Sparse autoencoders aim to untangle polysemantic neurons back into monosemantic features.

A major recent line of work uses sparse autoencoders to attack polysemanticity head-on: train an autoencoder that re-expresses a layer's activations as a much larger but mostly-zero set of units, each ideally meaning one clean thing. Applied at scale, this has surfaced millions of interpretable features in production language models, including features you can amplify to steer behaviour. It is the most promising tool the field has for turning tangled neurons into a readable vocabulary — though it is far from a solved problem.

How you prove a circuit is real

A story about a circuit is just a hypothesis until you test it causally. The workhorse technique is intervention: don't just observe the network, edit it mid-run and watch what changes. This is the interpretability cousin of the ablation study you met earlier — but performed surgically on internal components rather than on training ingredients.

Form a hypothesis: "this head copies the subject's gender into the verb position."
Ablate it: zero out or replace that component and check whether the target behaviour breaks.
Patch it: run a clean and a corrupted input, then splice one activation from one run into the other (activation patching) to localize exactly which part carries the effect.
Confirm: predict in advance what edits should and should not change, then verify the model behaves as your circuit story says.

This causal discipline is what separates mechanistic interpretability from just-so storytelling. It also sharply distinguishes it from reading attention weights as an explanation — a tempting shortcut that often misleads, because where a model looks is not reliably the same as why it decides. The same skepticism applies to a saliency map: a pretty heatmap can be persuasive and still not reflect the true computation.

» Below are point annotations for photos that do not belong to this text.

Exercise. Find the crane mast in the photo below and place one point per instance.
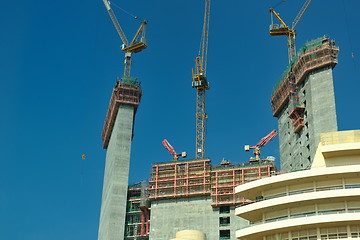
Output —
(199, 81)
(283, 29)
(136, 45)
(262, 143)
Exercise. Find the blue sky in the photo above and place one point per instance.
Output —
(59, 61)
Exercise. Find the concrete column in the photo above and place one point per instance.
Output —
(113, 207)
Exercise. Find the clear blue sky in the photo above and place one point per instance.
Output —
(58, 64)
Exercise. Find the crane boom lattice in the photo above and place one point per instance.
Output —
(136, 45)
(283, 29)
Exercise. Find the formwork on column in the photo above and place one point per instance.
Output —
(137, 214)
(319, 53)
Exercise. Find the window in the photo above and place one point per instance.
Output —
(224, 221)
(224, 209)
(224, 234)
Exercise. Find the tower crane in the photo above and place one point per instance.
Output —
(260, 144)
(136, 45)
(172, 151)
(283, 28)
(199, 81)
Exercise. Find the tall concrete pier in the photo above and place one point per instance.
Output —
(117, 136)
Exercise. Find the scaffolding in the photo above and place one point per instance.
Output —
(137, 214)
(224, 179)
(319, 53)
(180, 179)
(127, 91)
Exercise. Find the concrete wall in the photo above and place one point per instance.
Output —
(173, 215)
(297, 150)
(114, 197)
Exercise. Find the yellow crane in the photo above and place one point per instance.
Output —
(137, 44)
(283, 28)
(199, 81)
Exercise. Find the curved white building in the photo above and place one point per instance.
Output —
(320, 203)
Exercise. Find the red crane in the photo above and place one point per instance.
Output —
(172, 151)
(260, 144)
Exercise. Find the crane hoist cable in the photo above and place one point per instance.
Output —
(284, 29)
(137, 44)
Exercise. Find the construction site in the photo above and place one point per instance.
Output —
(193, 193)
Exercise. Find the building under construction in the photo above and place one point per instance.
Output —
(303, 101)
(191, 194)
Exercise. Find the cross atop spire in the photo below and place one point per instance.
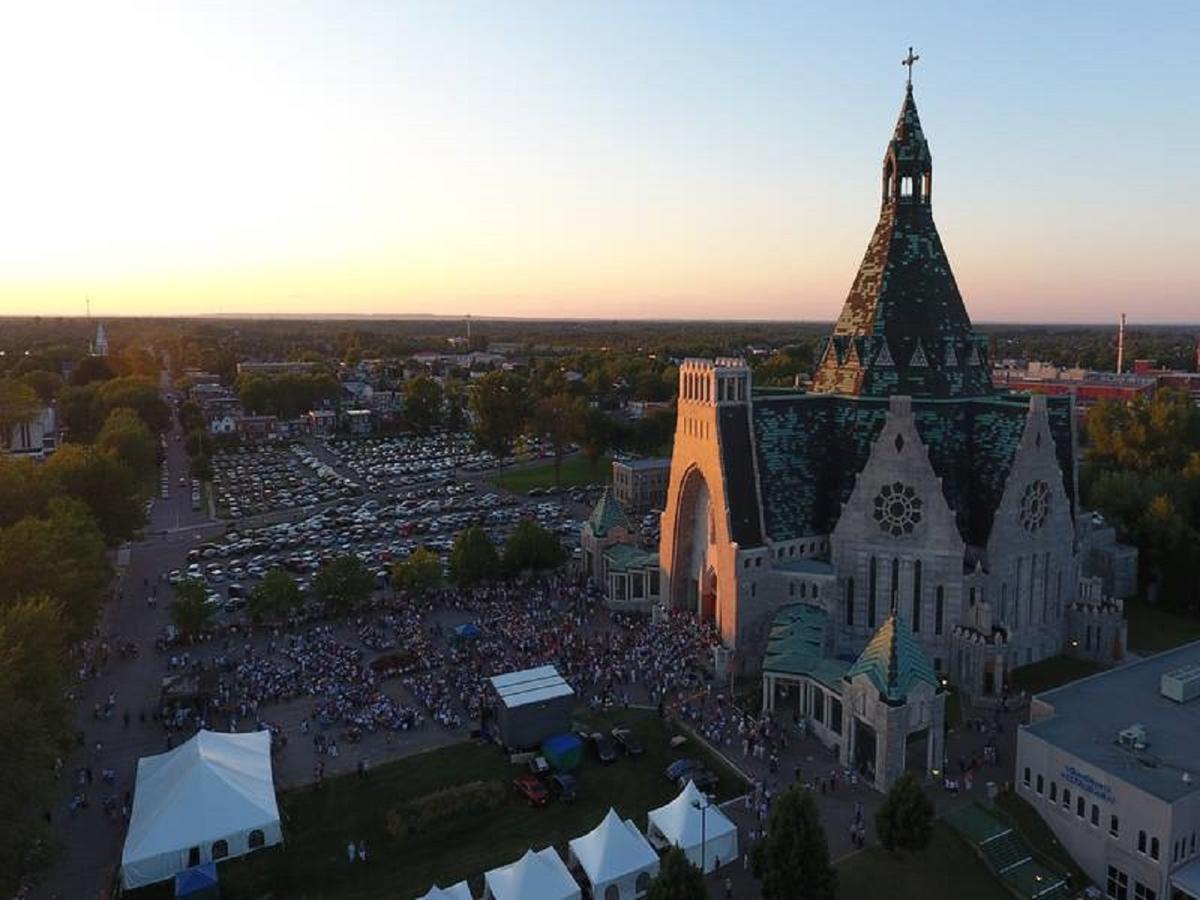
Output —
(910, 60)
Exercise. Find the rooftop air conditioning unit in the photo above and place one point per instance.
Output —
(1181, 684)
(1134, 737)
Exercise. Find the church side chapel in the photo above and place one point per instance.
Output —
(901, 525)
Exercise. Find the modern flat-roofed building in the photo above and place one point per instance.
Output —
(1113, 765)
(641, 485)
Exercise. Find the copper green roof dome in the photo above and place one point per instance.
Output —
(894, 661)
(607, 514)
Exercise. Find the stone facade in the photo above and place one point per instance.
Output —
(905, 483)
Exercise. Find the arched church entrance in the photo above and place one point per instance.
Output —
(694, 577)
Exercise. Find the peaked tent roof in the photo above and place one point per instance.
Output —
(607, 514)
(894, 661)
(455, 892)
(210, 787)
(538, 875)
(612, 850)
(904, 295)
(681, 821)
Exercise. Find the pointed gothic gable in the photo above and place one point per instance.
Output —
(905, 292)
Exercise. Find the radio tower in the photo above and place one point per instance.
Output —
(1121, 345)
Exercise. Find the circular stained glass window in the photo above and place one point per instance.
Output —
(1035, 505)
(898, 509)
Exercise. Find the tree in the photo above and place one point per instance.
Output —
(677, 879)
(343, 583)
(531, 546)
(61, 555)
(905, 819)
(552, 417)
(126, 438)
(498, 405)
(274, 598)
(90, 370)
(138, 394)
(423, 405)
(35, 719)
(105, 484)
(473, 558)
(19, 403)
(46, 384)
(417, 573)
(792, 862)
(594, 431)
(191, 610)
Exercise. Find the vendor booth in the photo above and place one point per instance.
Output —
(538, 875)
(616, 858)
(208, 799)
(697, 826)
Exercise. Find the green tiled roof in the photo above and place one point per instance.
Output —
(607, 515)
(623, 557)
(797, 646)
(894, 661)
(904, 328)
(810, 448)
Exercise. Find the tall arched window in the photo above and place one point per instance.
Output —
(916, 597)
(870, 597)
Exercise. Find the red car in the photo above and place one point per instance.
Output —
(533, 790)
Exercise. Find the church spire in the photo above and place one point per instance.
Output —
(904, 313)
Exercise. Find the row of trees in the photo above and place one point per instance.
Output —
(792, 859)
(1143, 472)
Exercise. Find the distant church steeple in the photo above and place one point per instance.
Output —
(904, 328)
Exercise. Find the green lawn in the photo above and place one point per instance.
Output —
(1053, 672)
(946, 870)
(576, 471)
(317, 825)
(1153, 629)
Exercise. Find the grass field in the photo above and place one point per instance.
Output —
(318, 823)
(1053, 672)
(946, 870)
(1152, 629)
(576, 471)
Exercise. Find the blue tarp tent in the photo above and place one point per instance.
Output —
(563, 751)
(198, 882)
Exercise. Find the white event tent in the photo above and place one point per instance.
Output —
(538, 875)
(455, 892)
(209, 798)
(616, 858)
(689, 821)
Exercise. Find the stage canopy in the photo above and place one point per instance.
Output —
(679, 823)
(615, 855)
(538, 875)
(208, 799)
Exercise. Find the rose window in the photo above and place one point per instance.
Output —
(898, 509)
(1035, 505)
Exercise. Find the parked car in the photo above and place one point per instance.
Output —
(564, 787)
(532, 789)
(681, 767)
(628, 741)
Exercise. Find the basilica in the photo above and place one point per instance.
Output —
(901, 520)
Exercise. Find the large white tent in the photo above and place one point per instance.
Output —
(209, 798)
(538, 875)
(617, 859)
(688, 822)
(455, 892)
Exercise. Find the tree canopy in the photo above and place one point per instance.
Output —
(792, 861)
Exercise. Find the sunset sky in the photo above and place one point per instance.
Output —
(645, 159)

Why bother — and where it connects

The payoff is more than scientific curiosity. If you can find the circuit a model uses, you can debug it: discover that a classifier keyed on a spurious correlation (the snow behind the husky, the watermark on the medical scan) and is leaning on shortcut learning rather than the real signal. You can edit knowledge, steer behaviour by amplifying or suppressing a feature, and check whether a fix actually removed a problem or just hid it. Mechanistic insight also feeds back into AI alignment and AI safety research, where the dream is to detect deception or unsafe reasoning by inspecting internals rather than only watching outputs.

Be clear-eyed about the limits, though. Today the field can fully reverse-engineer toy models and isolated circuits, and can surface large feature dictionaries in real models — but it cannot hand you a complete, faithful blueprint of a frontier large language model. The work is labour-intensive, often relies on still-unproven assumptions (like the linear-feature view), and findings in one model may not transfer to another. "We found a circuit" is real progress; "we understand the whole model" is not yet on the table.